In recent years, business anthropologists have come to play a role as top-level advisors to large corporations. In particular, anthropologists have helped corporations shift their gaze from an inside-out perspective to an outside-in perspective on their companies (Madsbjerg and Rasmussen, 2014a).
Business anthropologist (Baba, M. 2006) who have challenged the conventional inside-out approach to corporate decision-making, have often been active in helping companies pursue ‘blue ocean strategies’ (Kim and Mauborgne 2015, Kim and Maugborne 2005), ‘disruptive innovations’ (Christensen, 1997) or more generally to pursue ‘differentiation’ as opposed to ‘cost leadership’ strategies (Porter, 1985). Other times, business anthropologists have studied and helped companies make sense of their organizational cultures (Schein 2004) or focused on the globalizing nature of the contemporary organization (Jordan, 2013).
Cost reduction is still considered outside of domain of business anthropologists
But while the influence of business anthropologists seems to be on the rise within corporations, there are large and important elements of corporate life that are still largely left to traditional management approaches.

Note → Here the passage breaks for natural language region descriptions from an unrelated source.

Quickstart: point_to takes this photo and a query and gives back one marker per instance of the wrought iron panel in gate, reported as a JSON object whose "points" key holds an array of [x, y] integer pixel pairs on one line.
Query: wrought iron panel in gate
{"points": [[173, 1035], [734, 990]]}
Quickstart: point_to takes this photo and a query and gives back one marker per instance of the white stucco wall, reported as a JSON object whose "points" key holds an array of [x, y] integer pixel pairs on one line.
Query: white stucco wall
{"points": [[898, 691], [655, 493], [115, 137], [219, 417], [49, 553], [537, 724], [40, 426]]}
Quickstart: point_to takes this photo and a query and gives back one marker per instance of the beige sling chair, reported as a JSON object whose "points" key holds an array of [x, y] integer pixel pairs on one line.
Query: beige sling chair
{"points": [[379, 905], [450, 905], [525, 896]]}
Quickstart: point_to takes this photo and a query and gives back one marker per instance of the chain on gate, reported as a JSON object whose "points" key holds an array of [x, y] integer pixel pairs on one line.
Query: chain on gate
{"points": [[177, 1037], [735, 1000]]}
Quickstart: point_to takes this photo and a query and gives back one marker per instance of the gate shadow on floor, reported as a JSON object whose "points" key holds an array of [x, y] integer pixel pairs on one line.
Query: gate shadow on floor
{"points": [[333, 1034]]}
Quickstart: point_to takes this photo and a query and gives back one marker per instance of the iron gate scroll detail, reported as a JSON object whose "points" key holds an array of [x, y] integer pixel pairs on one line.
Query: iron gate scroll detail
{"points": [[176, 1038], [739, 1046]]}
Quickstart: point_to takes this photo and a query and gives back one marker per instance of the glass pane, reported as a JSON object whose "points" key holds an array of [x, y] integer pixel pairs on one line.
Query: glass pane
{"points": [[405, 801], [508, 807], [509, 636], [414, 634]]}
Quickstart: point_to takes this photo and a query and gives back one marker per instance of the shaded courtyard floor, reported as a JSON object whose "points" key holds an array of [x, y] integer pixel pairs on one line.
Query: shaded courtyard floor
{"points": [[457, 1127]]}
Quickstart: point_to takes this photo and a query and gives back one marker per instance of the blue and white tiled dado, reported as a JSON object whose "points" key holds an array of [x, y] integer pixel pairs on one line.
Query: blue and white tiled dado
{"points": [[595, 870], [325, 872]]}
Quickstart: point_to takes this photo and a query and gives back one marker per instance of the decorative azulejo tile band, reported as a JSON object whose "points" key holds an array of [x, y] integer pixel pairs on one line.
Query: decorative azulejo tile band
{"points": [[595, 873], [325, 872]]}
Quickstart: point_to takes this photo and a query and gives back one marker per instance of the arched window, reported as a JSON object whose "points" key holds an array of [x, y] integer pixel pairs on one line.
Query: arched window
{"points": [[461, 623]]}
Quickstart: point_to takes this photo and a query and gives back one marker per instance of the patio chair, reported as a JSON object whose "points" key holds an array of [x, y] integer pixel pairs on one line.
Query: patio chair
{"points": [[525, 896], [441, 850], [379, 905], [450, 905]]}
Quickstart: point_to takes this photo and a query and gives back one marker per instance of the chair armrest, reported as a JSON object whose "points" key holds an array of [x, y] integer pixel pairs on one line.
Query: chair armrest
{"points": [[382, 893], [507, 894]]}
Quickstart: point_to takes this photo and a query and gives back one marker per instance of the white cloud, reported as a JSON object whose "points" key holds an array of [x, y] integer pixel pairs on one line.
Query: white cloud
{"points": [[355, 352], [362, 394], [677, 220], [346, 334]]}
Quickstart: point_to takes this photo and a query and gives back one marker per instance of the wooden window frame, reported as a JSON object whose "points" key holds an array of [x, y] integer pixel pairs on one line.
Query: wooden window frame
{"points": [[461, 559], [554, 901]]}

One important such area is cost reduction, a central focus area for most ‘traditional’ management consultancies (including my own former employer, The Boston Consulting Group).
In the few instances that cost reduction has been explicitly taken on by anthropologists, this has mainly been done in the role of a critical ethnography—the anthropologists as an external observer—rather than in an applied fashion where the business anthropologist helps the leadership of the corporation or organization reduce cost. Ho (2009) is a prime example. Rubens (2009) is a noteworthy—if limited in scope—exception.
And so, when business anthropologists work with the C-suite of large companies, the clients or employers tend to be the chief marketing officer (for consumer research), the chief strategy officer (for strategy work anchored in an outside-in perspective), the chief innovation officer (for new product development work) or the head of HR (for corporate culture work). Cost reduction, on the other hand, lies at the hands of the chief operating officer or the chief financial officer, corporate offices that are rarely visited by business anthropologists.
Cost reduction is still done inside-out in most companies
Following from this division of labor, work on cost reduction is explicitly and anchored in an inside-out perspective of the corporation. The book Strategic Cost Reduction: Cutting Costs without Killing your Business (McCormick and Duff, 2014) can serve as an illustrative example. According to McCormick and Duff, cost reduction should ideally be anchored in the annual budget process and should be focused on first understanding the cost components of a company, then the cost drivers affecting each of the cost components and lastly understand how each of the cost drivers may be affected through methods such as lean, optimized procurement and similar. To the extent that the company’s external surroundings are taken into consideration, this is primarily through benchmarking with other companies.
For these reasons, I believe a fruitful new alley of engagement for corporate anthropologists would be to get involved in cost optimization initiatives in large companies. In brief, I believe that business anthropologists can play a significant role in cost reduction projects in two ways.
Two ways anthropologists can contribute to cost reduction programs
Firstly, anthropologists can help anchor cost reduction solidly in an outside-in perspective. This can make cost reduction strategic, ensuring that the cost-reduction programs help companies realize their visions vis-a-vis customers and collaborators, as opposed to opportunistic. One example of how this can work is implied, but not fully elaborated, by Madsbjerg and Rasmussen (2014b). Madsbjerg and Rasmussen describe a client engagement with a beverage company. A focus of the client engagement was to study how bar owners felt about the marketing material send to them by the beverage company. Madsbjerg and Rasmussen describe a key finding as follows:
“Although BeerCo had thought that bar owners valued its promotional materials—coasters, stickers, T-shirts, and so on—in fact those items were at best underused, at worst treated with derision (in one bar, a researcher found them crammed inside a cupboard and labeled ‘box of crap’).” (2014b)
The implication is that the beverage company was spending money undermining the relationship with a key stakeholder group—bar owners. Such a finding most likely would not have emerged from a traditional cost reduction program, where the starting point for identifying cost reduction opportunities would have been benchmarking, not ethnographic research. On the other hand, nobody would mind that the beverage company optimized their marketing by no longer producing and distributing promotional material no one used.
And so, secondly, business anthropologist can increase the likelihood that cost reduction programs will succeed. This can be done by taking an ‘emic’ position, where “ethnographers take the participants point of view” (Ladner, 2014). Taking the participants point of view will increase the likelihood that the identified cost savings will actually be realized. This is important in a situation where McKinsey & Company estimates that up to 90% of cost saving initiatives fail to deliver on (all of) the potential cost reductions. Understanding how employees position themselves strategically in relation to cost reduction programs (Weeks, 2004; Funahashi, 2013) will help senior leaders implement the cost reduction programs better.